Monde

Ksenia Sobtchak, de la télé-réalité à l’opposition à Poutine

Daniel Vernet, mis à jour le 21.10.2017 à 13 h 34

La journaliste et mannequin Ksenia Sobtchak l'a officialisé: elle se présente à l'élection présidentielle prévue pour mars 2018.

Ksenia Sobtchak I ALEXANDER NEMENOV / AFP

Ksenia Sobtchak I ALEXANDER NEMENOV / AFP

En novembre dernier, les Américains ont élu un président qui se fit notamment connaître du grand public en animant une émission de télé («The Apprentice»). Les Russes pourraient avoir la même «chance» à l’élection présidentielle du 18 mars 2018. Du moins si la candidature de Ksenia Sobtchak va jusqu’au bout, ce qui est loin d’être acquis.

Journaliste de télévision, mannequin –en 2006, elle a fait la «une» de l’édition russe du magazine Playboy– enrichie grâce aux privatisations postcommunistes, la jeune femme vient d’annoncer qu’elle se lançait dans la course présidentielle contre Vladimir Poutine. Le monde politique ne lui est pas totalement étranger. Ksenia Sobtchak est la fille d’Anatoli Sobtchak, le premier maire de Saint-Pétersbourg élu démocratiquement à la fin de l’URSS.

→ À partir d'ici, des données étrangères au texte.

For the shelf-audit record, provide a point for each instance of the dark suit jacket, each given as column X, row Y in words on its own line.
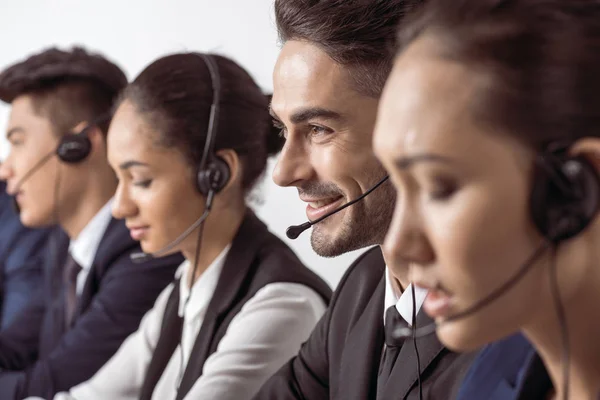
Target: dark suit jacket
column 40, row 357
column 534, row 383
column 341, row 358
column 21, row 253
column 256, row 259
column 497, row 370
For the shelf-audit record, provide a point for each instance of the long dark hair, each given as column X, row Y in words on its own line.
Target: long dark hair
column 542, row 58
column 174, row 94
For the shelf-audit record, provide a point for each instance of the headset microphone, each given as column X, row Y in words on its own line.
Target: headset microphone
column 295, row 230
column 142, row 257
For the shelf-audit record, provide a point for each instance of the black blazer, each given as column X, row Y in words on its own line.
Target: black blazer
column 535, row 383
column 256, row 258
column 341, row 358
column 39, row 356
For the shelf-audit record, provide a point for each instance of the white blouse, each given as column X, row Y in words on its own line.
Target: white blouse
column 263, row 336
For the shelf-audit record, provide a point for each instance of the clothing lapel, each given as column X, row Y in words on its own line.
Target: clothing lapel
column 237, row 266
column 59, row 250
column 362, row 351
column 404, row 375
column 116, row 232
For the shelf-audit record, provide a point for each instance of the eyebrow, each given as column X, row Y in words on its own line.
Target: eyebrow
column 409, row 161
column 306, row 114
column 14, row 130
column 132, row 163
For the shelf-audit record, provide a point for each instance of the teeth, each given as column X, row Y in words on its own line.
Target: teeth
column 320, row 203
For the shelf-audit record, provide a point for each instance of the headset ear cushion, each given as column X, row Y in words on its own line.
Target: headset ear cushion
column 565, row 196
column 74, row 148
column 214, row 177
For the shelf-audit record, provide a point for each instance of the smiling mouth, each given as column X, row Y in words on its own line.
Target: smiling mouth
column 318, row 208
column 324, row 202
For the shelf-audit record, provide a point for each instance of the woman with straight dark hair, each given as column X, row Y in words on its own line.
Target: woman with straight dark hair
column 189, row 139
column 490, row 129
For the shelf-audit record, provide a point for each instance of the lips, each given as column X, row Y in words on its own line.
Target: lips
column 438, row 304
column 319, row 207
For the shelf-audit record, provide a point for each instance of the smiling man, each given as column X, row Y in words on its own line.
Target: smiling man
column 327, row 81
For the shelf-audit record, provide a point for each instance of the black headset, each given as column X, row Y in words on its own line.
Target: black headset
column 76, row 147
column 565, row 193
column 213, row 172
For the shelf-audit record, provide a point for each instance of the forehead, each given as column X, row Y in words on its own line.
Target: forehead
column 427, row 101
column 128, row 136
column 23, row 114
column 305, row 76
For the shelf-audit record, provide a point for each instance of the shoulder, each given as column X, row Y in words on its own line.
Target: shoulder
column 497, row 367
column 292, row 297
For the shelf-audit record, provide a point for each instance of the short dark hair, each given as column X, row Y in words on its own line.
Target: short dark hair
column 66, row 86
column 174, row 94
column 356, row 34
column 542, row 58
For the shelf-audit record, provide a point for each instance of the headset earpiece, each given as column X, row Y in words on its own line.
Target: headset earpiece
column 565, row 195
column 74, row 148
column 214, row 176
column 213, row 172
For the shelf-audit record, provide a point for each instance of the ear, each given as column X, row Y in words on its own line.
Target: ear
column 233, row 161
column 589, row 148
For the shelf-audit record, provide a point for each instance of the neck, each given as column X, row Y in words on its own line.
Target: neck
column 583, row 330
column 90, row 200
column 223, row 227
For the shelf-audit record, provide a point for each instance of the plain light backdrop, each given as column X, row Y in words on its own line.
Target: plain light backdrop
column 134, row 33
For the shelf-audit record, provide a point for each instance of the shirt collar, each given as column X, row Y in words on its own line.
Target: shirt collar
column 203, row 289
column 84, row 247
column 402, row 301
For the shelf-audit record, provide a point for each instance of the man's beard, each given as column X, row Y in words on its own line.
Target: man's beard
column 361, row 227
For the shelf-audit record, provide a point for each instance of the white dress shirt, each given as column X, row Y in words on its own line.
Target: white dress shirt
column 265, row 334
column 83, row 248
column 402, row 301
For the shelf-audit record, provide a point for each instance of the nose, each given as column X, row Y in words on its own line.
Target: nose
column 293, row 165
column 406, row 242
column 123, row 206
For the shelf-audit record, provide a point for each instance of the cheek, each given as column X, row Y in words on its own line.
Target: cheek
column 170, row 210
column 481, row 239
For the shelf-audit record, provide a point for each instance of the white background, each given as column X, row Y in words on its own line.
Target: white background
column 135, row 32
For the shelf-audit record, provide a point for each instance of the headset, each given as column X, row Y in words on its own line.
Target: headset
column 72, row 148
column 213, row 172
column 564, row 200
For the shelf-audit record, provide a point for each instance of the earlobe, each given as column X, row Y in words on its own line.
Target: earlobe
column 233, row 161
column 589, row 148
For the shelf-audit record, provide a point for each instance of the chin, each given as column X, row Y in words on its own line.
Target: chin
column 462, row 337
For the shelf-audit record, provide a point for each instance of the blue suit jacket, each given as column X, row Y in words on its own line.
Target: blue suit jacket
column 497, row 371
column 21, row 253
column 40, row 355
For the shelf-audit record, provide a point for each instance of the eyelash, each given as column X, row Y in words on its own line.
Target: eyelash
column 281, row 127
column 143, row 184
column 444, row 189
column 318, row 130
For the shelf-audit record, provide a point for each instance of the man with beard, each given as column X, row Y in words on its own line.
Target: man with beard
column 335, row 59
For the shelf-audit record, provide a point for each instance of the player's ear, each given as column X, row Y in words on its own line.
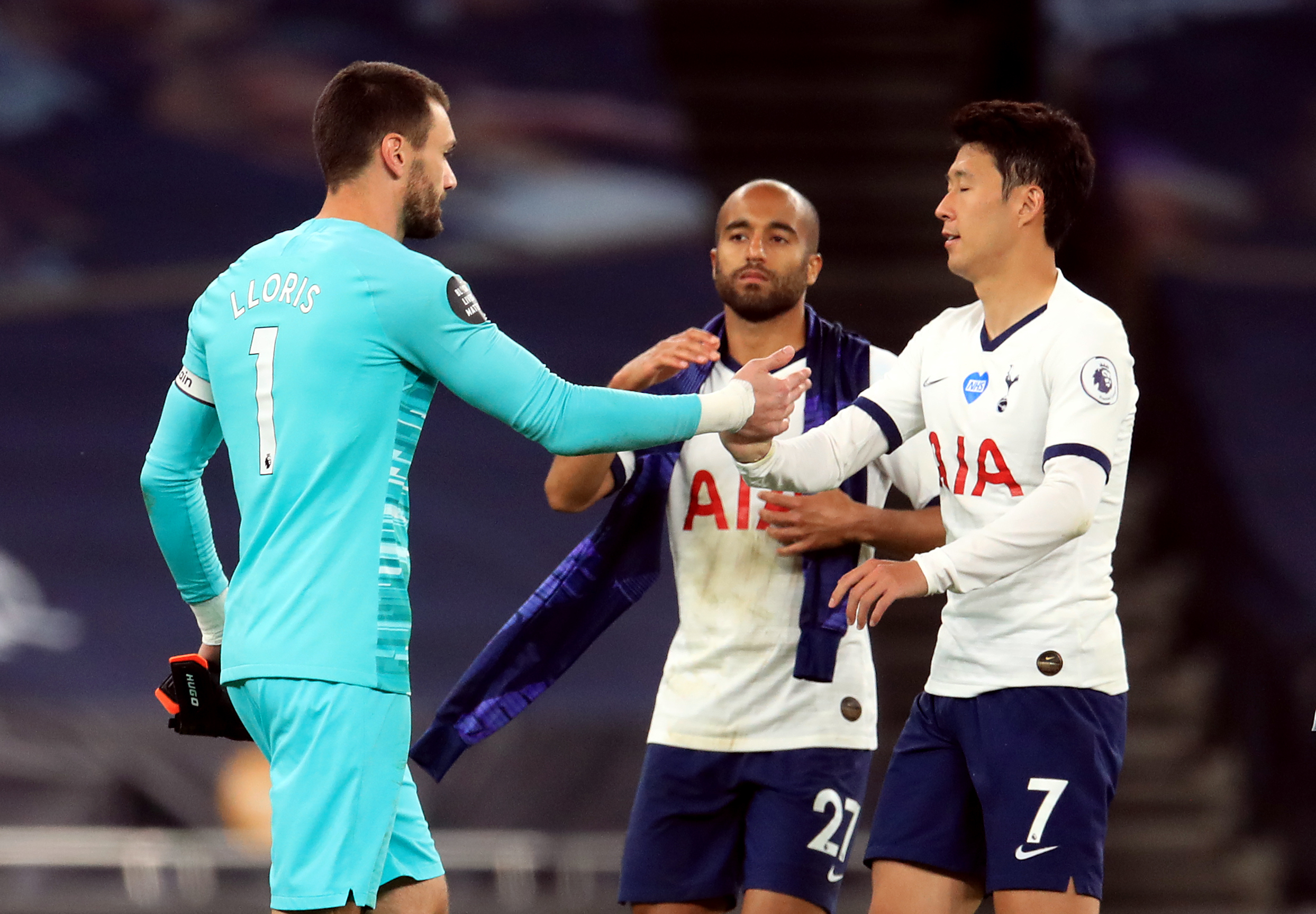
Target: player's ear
column 393, row 155
column 1031, row 204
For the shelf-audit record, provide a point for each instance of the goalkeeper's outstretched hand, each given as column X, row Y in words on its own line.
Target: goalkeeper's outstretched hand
column 199, row 705
column 774, row 398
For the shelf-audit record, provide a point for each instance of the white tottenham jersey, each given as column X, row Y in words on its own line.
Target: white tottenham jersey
column 728, row 684
column 1056, row 385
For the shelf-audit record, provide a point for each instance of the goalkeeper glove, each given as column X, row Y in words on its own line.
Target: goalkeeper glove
column 199, row 705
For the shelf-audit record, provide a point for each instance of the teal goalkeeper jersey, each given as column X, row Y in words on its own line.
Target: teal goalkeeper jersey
column 315, row 359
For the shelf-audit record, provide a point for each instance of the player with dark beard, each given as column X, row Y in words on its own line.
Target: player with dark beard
column 758, row 756
column 315, row 359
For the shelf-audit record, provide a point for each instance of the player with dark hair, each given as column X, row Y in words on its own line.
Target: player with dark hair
column 315, row 359
column 757, row 767
column 1004, row 773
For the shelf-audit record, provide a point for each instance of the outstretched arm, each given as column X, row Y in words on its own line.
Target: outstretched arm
column 574, row 484
column 877, row 423
column 1049, row 517
column 493, row 373
column 186, row 439
column 816, row 461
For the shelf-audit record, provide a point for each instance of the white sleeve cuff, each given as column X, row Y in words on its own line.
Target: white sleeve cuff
column 727, row 410
column 210, row 618
column 937, row 571
column 758, row 472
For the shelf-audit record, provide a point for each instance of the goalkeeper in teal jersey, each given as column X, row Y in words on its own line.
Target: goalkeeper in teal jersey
column 315, row 359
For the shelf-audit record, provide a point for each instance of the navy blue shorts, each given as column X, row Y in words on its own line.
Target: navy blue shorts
column 1012, row 786
column 709, row 825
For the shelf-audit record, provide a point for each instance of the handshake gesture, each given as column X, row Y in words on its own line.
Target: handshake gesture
column 774, row 401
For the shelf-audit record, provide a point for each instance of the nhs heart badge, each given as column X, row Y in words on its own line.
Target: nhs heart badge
column 976, row 385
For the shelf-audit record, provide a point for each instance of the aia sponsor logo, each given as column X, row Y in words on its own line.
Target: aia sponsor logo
column 999, row 473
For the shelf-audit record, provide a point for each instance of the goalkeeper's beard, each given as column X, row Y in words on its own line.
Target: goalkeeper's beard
column 781, row 293
column 423, row 211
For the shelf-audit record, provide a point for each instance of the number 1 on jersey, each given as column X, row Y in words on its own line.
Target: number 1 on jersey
column 262, row 347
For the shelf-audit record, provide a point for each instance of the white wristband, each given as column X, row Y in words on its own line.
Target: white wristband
column 210, row 618
column 728, row 410
column 936, row 569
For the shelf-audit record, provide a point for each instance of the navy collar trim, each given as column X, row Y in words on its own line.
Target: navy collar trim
column 990, row 346
column 724, row 349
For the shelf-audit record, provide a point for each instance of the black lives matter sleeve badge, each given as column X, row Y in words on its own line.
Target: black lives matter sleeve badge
column 462, row 301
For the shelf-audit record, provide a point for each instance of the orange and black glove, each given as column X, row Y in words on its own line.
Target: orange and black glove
column 199, row 705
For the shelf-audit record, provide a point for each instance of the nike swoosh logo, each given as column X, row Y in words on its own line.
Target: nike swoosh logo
column 1020, row 854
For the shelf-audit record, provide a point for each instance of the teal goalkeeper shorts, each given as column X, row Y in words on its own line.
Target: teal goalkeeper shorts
column 347, row 817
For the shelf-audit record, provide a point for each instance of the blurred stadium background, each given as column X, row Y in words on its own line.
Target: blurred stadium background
column 144, row 144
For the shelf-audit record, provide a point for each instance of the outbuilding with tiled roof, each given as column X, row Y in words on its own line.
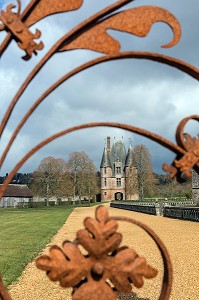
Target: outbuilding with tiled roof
column 14, row 194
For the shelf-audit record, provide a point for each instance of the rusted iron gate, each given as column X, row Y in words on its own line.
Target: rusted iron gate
column 106, row 259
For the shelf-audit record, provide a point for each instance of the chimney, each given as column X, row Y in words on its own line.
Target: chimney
column 108, row 144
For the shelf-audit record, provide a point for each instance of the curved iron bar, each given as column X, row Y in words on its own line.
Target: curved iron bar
column 152, row 136
column 23, row 17
column 167, row 278
column 179, row 132
column 173, row 62
column 66, row 39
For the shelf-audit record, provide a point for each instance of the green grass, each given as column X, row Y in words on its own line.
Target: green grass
column 23, row 234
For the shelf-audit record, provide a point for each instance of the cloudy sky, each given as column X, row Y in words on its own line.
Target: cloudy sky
column 140, row 93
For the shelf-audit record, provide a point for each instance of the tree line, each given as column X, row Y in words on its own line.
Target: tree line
column 79, row 177
column 75, row 178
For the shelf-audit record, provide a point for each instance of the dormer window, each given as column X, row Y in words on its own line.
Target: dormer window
column 118, row 170
column 118, row 182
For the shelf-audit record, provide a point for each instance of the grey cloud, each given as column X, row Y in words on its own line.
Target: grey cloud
column 138, row 92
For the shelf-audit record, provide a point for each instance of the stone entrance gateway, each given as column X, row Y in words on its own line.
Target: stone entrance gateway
column 118, row 196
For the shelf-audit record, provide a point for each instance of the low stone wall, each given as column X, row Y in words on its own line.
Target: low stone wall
column 184, row 213
column 128, row 206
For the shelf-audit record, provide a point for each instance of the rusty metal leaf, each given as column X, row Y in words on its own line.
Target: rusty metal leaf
column 130, row 268
column 99, row 238
column 63, row 265
column 89, row 274
column 48, row 7
column 137, row 21
column 94, row 290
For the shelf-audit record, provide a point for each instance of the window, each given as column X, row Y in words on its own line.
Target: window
column 118, row 181
column 118, row 170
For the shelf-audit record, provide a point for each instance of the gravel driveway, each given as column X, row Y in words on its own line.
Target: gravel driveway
column 180, row 237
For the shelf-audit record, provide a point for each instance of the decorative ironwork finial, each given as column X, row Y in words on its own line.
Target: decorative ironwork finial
column 105, row 261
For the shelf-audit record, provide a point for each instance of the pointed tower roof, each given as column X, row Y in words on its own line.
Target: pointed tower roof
column 129, row 158
column 118, row 152
column 105, row 162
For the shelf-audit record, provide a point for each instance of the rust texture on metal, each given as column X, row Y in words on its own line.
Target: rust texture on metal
column 137, row 21
column 105, row 260
column 19, row 29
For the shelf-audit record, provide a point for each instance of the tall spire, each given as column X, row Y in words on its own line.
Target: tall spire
column 129, row 158
column 105, row 162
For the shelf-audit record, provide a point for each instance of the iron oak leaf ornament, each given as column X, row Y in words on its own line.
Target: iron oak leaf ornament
column 18, row 24
column 137, row 21
column 105, row 261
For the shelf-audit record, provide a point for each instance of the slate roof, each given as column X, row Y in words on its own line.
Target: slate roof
column 18, row 191
column 105, row 162
column 130, row 158
column 118, row 152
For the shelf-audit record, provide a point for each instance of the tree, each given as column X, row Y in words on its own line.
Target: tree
column 146, row 179
column 49, row 178
column 83, row 174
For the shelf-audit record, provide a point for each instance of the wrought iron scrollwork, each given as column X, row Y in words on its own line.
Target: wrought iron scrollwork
column 105, row 260
column 122, row 266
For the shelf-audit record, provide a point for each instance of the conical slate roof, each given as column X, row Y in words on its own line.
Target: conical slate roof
column 105, row 162
column 130, row 157
column 118, row 152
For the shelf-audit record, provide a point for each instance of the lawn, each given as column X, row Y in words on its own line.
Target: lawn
column 23, row 233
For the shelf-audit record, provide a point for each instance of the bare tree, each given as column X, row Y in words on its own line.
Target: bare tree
column 146, row 179
column 83, row 174
column 50, row 177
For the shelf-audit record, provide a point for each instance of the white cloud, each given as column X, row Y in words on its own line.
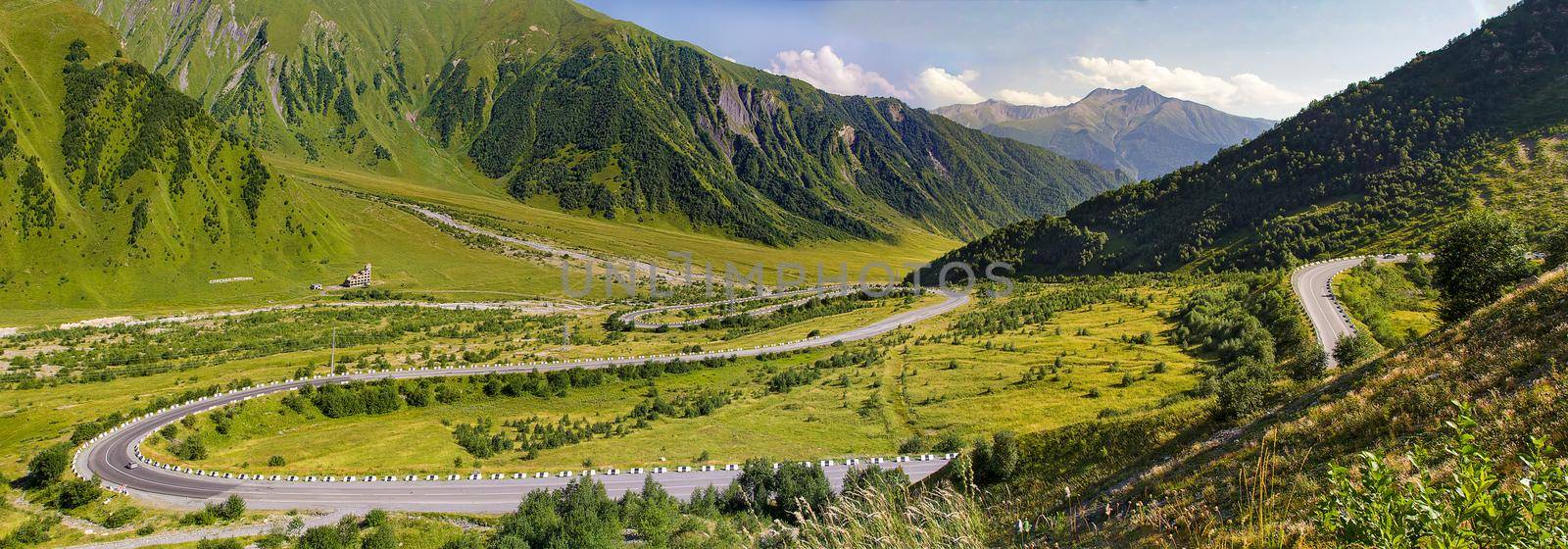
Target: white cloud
column 1243, row 90
column 828, row 71
column 1043, row 99
column 938, row 86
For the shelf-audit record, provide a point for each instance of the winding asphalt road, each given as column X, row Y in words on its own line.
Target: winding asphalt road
column 109, row 455
column 1313, row 284
column 809, row 294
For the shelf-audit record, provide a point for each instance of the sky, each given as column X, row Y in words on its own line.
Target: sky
column 1254, row 59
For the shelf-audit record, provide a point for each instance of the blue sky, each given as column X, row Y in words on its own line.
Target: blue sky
column 1258, row 59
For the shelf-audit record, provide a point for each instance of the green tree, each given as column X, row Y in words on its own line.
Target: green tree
column 1557, row 247
column 1309, row 365
column 75, row 493
column 1355, row 349
column 1476, row 259
column 800, row 486
column 653, row 514
column 1244, row 389
column 47, row 467
column 1468, row 502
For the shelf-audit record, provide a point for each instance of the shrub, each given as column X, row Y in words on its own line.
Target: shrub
column 77, row 493
column 949, row 443
column 1476, row 259
column 231, row 509
column 1355, row 349
column 1244, row 389
column 1309, row 365
column 190, row 449
column 1468, row 504
column 31, row 532
column 996, row 460
column 122, row 517
column 47, row 467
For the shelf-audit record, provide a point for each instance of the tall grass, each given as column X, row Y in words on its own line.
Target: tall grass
column 890, row 518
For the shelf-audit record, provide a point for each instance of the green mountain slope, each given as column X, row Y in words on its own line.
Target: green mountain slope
column 1136, row 130
column 120, row 195
column 115, row 180
column 1206, row 475
column 992, row 112
column 564, row 107
column 1382, row 164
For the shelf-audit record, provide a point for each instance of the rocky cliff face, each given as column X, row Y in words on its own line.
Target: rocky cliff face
column 593, row 115
column 1134, row 130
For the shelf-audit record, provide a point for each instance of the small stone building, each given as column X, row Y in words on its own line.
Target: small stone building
column 358, row 279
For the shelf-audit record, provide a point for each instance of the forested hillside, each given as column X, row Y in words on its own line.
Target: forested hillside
column 568, row 109
column 1377, row 165
column 1466, row 404
column 117, row 184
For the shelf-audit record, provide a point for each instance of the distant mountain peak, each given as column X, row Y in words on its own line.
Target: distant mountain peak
column 1136, row 130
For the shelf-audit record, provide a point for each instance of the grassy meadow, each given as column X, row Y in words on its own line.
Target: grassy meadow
column 924, row 386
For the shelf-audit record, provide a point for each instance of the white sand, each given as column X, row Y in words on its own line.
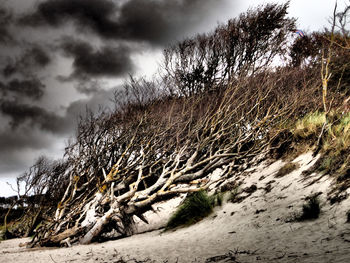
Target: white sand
column 235, row 227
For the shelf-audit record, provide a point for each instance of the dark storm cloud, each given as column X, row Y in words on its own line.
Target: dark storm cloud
column 5, row 20
column 32, row 88
column 33, row 58
column 97, row 62
column 156, row 21
column 33, row 115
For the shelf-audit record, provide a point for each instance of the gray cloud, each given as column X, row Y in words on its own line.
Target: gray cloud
column 35, row 57
column 110, row 61
column 155, row 21
column 31, row 88
column 5, row 20
column 25, row 114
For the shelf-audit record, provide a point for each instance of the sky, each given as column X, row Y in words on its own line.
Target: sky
column 59, row 57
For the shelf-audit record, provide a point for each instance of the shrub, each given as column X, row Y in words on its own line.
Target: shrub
column 286, row 169
column 216, row 199
column 311, row 209
column 309, row 125
column 195, row 207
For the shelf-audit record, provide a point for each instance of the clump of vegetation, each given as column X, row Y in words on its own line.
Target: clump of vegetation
column 195, row 207
column 311, row 209
column 309, row 125
column 286, row 169
column 217, row 199
column 234, row 195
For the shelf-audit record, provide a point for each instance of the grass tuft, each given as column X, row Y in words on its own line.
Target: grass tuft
column 311, row 209
column 286, row 169
column 309, row 125
column 195, row 207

Sur son compte Instagram où elle présente des défilés de la mode parisienne, des yachts, des restaurants chics et des sites de remise en forme pour milliardaires (en roubles), elle compte plus de 5 millions de «followers». De quoi ringardiser à 36 ans les habituels candidats qui se présentent régulièrement depuis près de trente ans, à commencer par le populiste de droite Jirinovski ou le communiste Ziouganov.

Connexions familiales

Les relations avec Poutine de celle qu’on surnomme la «Paris Hilton russe» sont plus ambigües. Certains croient savoir à Moscou que le président russe serait même son parrain. Elle dément. Il n’en reste pas moins que Vladimir Poutine doit sa carrière politique au père de Ksenia, une des personnalités les plus en vue des milieux «libéraux» au tournant des années 1980-1990.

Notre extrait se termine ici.